Australian Identities at the Icebox

Asked to respond to the show’s title, Australia Felix, the seventeen artists currently on view at the Crane Icebox present work that reflects aspects of their Australian identity. Organized by curator Ross Woodrow, the exhibition is a response to one of the earliest, major exhibitions of contemporary Australian art in the United States, the Guggenheim’s Australian Visions from 1984. In an attempt to present a more diverse group of Australian artists, the show includes more women, artists from indigenous backgrounds, and work in a variety of mediums. The result is an Australian identity that remains in flux and indefinable. On view until August 28, the show reveals shared anxieties about Australia’s problematic cultural history.

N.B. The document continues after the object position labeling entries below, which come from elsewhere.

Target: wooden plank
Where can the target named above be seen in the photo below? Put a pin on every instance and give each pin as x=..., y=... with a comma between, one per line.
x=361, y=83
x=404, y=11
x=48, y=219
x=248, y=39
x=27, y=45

Donna Marcus’ “Code” is made up of a grid of kitchen cooking vessels whose markings become as indecipherable as a foreign alphabet. The work alludes to cultural differences and the traces left by technology.

Ian Burn’s sculpture “What Might Be” celebrates the fleeting moment. Light is refracted through magnifying glasses to create flickering dashes of light on the wall. Eventually, the message “As Though Found” appears, but it just as quickly disappears again.

With a run-on of like-sounding words, Gordon Hookey’s “Conject Jar” reveals the confusion and lack of understanding that perpetuates racism and sexism. The figures in each scene of the large panel are blinded by national identities and only alien beings can recognize their foolishness.

With an interest in text and image, Jenny Watson’s paintings have a childlike style and seem like an attempt to make sense of the world’s peculiarities.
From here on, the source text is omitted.